The Rev. Steve Schave (left), director of LCMS Church Planting and Urban & Inner-City Mission for the Synod, and the Rev. Micah Glenn visit last spring in Ferguson, Mo. Glenn has since been ordained and installed to serve as a new LCMS national missionary in Ferguson. At its Sept. 8-9 meeting, the Synod’s Board for National Mission heard reports of all 18 ministries in the Office of National Mission, including the one that Schave leads. (LCMS/Erik M. Lunsford)

By Kevin Armbrust

ST. LOUIS — As the LCMS Board for National Mission (BNM) began its Sept. 8-9 meeting, the Rev. Steven Briel reminded fellow board members of the importance of the centrality of the Gospel in all that the board will do in the new 2016-19 triennium.

At this meeting, the board welcomed three new members, held a joint session (as it does at the beginning of each triennium) with the Board for International Mission, and got an overview of the work of the separate ministries of the LCMS Office of National Mission — for which the Board develops policy.

The new BNM members, who were elected at the Synod’s convention in July, are the Rev. Peter C. Bender of Colgate, Wis.; Crysten Sanchez, Solon, Iowa; and Carol A. Hack Broome, Santa Clara, Calif.

Briel told the board during an opening Matins devotion that God demands that each person’s “old Adam” must not simply be domesticated or tamed but must die every day, and that the Lord Jesus gave His life and everything He is to save us.

Briel, who has served as chairman of the board since 2010, was re-elected chairman for the current three-year term, as well. Newly elected were Vice-Chairman Rev. Dr. Alfonso Espenosa and Secretary Julia Habrecht.

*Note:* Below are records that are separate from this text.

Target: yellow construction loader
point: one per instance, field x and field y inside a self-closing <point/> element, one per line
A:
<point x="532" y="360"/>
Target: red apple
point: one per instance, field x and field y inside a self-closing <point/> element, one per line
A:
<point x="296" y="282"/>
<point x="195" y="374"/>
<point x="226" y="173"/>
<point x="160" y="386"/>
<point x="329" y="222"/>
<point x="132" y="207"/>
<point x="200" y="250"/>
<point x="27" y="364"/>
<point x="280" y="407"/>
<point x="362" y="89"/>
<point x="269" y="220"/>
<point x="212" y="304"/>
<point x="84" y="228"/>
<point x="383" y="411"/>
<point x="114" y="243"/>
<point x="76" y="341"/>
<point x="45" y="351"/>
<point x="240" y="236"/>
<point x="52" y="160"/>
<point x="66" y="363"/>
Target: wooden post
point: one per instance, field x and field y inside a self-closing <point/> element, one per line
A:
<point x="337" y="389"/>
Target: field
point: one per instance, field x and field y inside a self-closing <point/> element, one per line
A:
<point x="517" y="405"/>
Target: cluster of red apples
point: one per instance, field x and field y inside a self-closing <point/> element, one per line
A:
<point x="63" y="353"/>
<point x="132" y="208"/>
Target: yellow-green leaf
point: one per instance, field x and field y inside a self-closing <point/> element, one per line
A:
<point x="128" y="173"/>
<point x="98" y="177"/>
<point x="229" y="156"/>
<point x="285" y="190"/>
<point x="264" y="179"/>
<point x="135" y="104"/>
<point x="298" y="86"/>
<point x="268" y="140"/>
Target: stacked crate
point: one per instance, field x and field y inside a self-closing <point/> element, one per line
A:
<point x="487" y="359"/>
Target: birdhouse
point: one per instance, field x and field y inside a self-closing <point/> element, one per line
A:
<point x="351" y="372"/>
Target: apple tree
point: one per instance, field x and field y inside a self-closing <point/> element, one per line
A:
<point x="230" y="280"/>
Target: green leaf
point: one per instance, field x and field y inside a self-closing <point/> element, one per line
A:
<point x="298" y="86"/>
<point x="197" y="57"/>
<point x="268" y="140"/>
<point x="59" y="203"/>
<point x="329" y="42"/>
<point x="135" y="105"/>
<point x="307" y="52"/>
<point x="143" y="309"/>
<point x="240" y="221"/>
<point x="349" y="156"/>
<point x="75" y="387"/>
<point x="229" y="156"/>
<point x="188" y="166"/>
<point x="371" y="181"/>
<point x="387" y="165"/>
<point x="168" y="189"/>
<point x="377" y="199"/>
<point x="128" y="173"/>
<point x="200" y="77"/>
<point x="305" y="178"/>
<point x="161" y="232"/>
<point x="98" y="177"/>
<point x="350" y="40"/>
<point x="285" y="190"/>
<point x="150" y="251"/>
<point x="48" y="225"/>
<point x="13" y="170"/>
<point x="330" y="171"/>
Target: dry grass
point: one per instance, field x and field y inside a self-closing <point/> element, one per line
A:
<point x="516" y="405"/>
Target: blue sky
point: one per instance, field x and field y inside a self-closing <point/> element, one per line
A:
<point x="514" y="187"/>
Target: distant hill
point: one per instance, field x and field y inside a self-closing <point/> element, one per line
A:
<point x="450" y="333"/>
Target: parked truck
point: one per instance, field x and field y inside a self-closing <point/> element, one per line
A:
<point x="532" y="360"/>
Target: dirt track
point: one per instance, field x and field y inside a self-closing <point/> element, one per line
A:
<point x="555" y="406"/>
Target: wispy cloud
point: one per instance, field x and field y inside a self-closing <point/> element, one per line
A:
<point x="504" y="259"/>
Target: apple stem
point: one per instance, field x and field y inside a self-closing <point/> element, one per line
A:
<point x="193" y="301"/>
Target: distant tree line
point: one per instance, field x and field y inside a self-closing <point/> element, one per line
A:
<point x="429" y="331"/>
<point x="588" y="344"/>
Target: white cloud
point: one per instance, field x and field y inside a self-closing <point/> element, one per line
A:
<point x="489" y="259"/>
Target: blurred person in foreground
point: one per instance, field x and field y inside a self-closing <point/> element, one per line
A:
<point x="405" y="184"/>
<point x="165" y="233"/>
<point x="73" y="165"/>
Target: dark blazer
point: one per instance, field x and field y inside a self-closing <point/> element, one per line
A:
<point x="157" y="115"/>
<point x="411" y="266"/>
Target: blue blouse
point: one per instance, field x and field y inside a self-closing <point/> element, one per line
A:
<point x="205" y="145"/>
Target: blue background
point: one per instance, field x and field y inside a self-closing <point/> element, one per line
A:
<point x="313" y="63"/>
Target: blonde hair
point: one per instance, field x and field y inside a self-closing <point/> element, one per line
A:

Providing the overview of the ONM’s work were most of the directors of the office’s 18 ministries and its executive director, the Rev. Bart Day.

The Rev. Mark Wood, director of LCMS Witness and Outreach, began the presentations by introducing his ministry’s two new programs — re:Vitality and Every One His Witness. “The LCMS outreach plan is based on the belief that we plant, we water and God makes it grow,” Wood said. Day emphasized the foundation of revitalization for the work of all ONM ministries.

Two reports covered ministries in diverse rural/small-town and urban settings. “There is a lot of vital work to be done in rural America,” observed the Rev. Todd Kollbaum, director of LCMS Rural and Small Town Mission. The Rev. Steve Schave, director of Church Planting and Urban & Inner-City Mission and its Mission Field: USA initiative, told the board that “in the next decade or so, 80 percent of our population will be living in urban centers. … These are some of the greatest mission fields on the face of the earth.” He also spoke about the Synod beginning domestic mission work in Ferguson, Mo.; Philadelphia; Toledo, Ohio; and Brownsville, Texas.

Terry Schmidt, director of LCMS School Ministry, reported on recent statistics for Lutheran schools and announced the debut of the new LuthEd.org website that has replaced the Lutheran School Portal.

Noting that next year will mark 140 years of black ministry in the LCMS, Director of LCMS Black Ministry Rev. Dr. Roosevelt Gray spoke about the work being done in that area and encouraged the board to support and enlarge that ministry.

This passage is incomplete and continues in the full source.